しかし、前室の外では厳めしい顔で二名の兵士が立番をしているので問題はない。
赤々と炎を揺らす松明の灯りの中、俺は心細く思って自分の両手首を拘束する手枷を動かした。連動して壁まで続く鎖がジャラジャラと鳴った。
ハハハ、魔王子ともあろう者が自分の城で鎖に繋がれるなんて滑稽じゃあないかい。
「シィッ……!」
アマリアから静かにしろとの指示が耳に届く。積み上げられた器具には埃避けの布が何枚もかぶせてあり、その下に彼女らは潜んでいるのだ。
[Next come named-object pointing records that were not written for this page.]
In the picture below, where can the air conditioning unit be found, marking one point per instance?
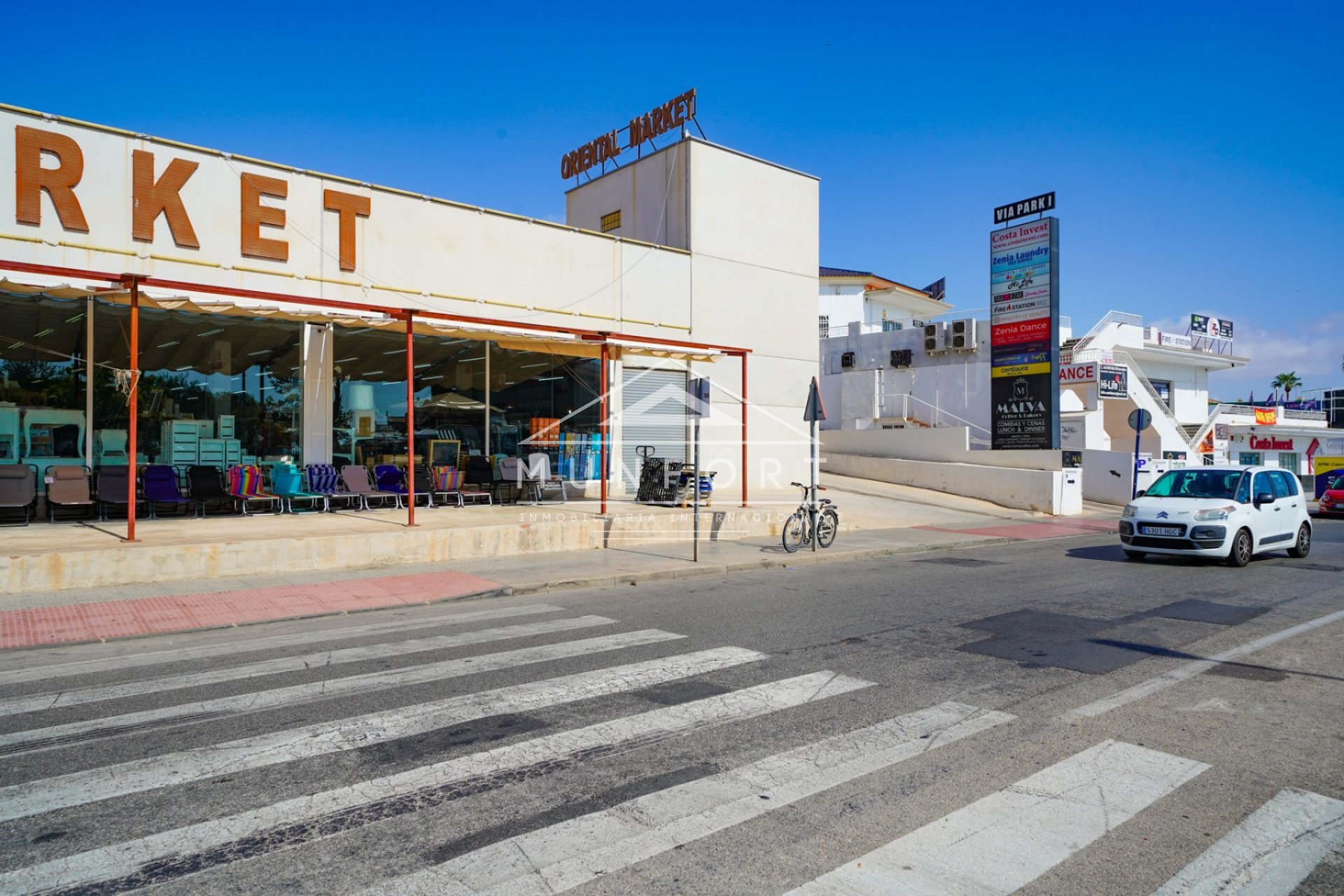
(961, 336)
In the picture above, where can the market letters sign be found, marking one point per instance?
(1023, 331)
(51, 163)
(655, 122)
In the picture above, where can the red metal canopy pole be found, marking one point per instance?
(134, 407)
(410, 419)
(743, 429)
(604, 430)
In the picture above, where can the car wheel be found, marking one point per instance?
(1304, 543)
(1242, 547)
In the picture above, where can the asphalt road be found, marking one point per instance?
(1037, 718)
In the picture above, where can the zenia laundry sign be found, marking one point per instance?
(1025, 335)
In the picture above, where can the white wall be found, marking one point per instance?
(942, 444)
(1108, 476)
(1012, 488)
(752, 281)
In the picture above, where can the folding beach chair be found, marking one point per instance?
(448, 484)
(159, 486)
(111, 486)
(390, 480)
(286, 484)
(19, 491)
(69, 491)
(245, 485)
(207, 488)
(324, 480)
(356, 480)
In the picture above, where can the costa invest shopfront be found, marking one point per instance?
(168, 304)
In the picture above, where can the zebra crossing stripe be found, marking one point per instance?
(137, 776)
(78, 732)
(293, 822)
(1191, 669)
(574, 852)
(1002, 843)
(1269, 853)
(54, 700)
(270, 643)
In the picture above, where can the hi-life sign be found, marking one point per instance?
(1023, 335)
(648, 125)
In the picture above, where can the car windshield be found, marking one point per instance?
(1195, 484)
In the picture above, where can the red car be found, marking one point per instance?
(1332, 498)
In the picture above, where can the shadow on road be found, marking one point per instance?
(1180, 654)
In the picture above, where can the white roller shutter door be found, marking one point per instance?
(654, 413)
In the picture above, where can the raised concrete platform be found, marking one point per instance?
(78, 555)
(50, 558)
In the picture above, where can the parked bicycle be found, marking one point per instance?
(799, 528)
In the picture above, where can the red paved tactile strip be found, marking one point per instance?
(153, 615)
(1032, 530)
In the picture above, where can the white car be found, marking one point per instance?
(1225, 512)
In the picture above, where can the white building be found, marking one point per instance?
(286, 314)
(875, 302)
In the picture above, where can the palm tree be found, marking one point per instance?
(1288, 382)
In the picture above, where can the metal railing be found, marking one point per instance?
(1138, 374)
(1109, 317)
(891, 402)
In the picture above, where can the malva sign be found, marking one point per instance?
(152, 197)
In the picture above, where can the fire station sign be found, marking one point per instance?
(1023, 335)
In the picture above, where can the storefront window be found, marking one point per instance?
(537, 402)
(216, 390)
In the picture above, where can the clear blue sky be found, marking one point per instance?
(1196, 148)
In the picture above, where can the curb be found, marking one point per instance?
(752, 566)
(600, 582)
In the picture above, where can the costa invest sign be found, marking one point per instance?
(651, 124)
(1034, 206)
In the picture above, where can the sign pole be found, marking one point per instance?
(1133, 488)
(812, 495)
(695, 485)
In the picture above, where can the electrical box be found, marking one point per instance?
(936, 337)
(961, 336)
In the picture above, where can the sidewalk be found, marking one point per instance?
(97, 614)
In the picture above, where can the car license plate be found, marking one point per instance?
(1161, 530)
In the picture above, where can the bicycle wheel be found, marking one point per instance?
(794, 532)
(828, 522)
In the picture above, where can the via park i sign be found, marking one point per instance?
(1023, 335)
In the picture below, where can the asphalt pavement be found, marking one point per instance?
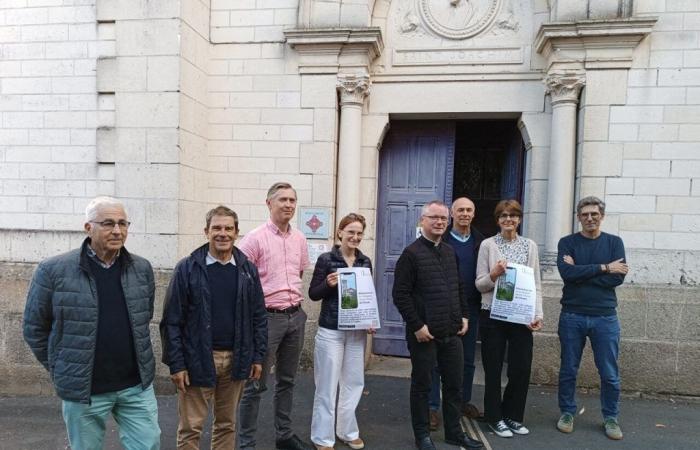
(34, 423)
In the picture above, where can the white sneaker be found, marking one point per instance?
(516, 427)
(501, 429)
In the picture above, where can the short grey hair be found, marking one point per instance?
(275, 188)
(591, 200)
(99, 202)
(424, 209)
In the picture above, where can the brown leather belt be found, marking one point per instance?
(290, 310)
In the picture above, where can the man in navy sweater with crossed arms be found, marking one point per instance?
(592, 264)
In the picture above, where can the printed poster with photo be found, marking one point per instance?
(515, 295)
(357, 299)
囮になると決めたのは自分だ。それは偏に甲冑を外した鉄仮面をさらし者にするのは気が進まなかったから。ただ、それだけ。
……いや、あのおねーさん二人組みの驚く顔を間近で見て楽しみたいと思ったのもあるか。少なくとも霊血の同胞は救いに来るのであって、殺しに来るわけではないし。
何はともあれ、自分で自分を慰めるとは、実に情けないものである。
さて、そろそろ敵を待ち受けるべく用意した、頼もしき我が討伐隊のメンバーを紹介しよう。総勢十名の少数精鋭である。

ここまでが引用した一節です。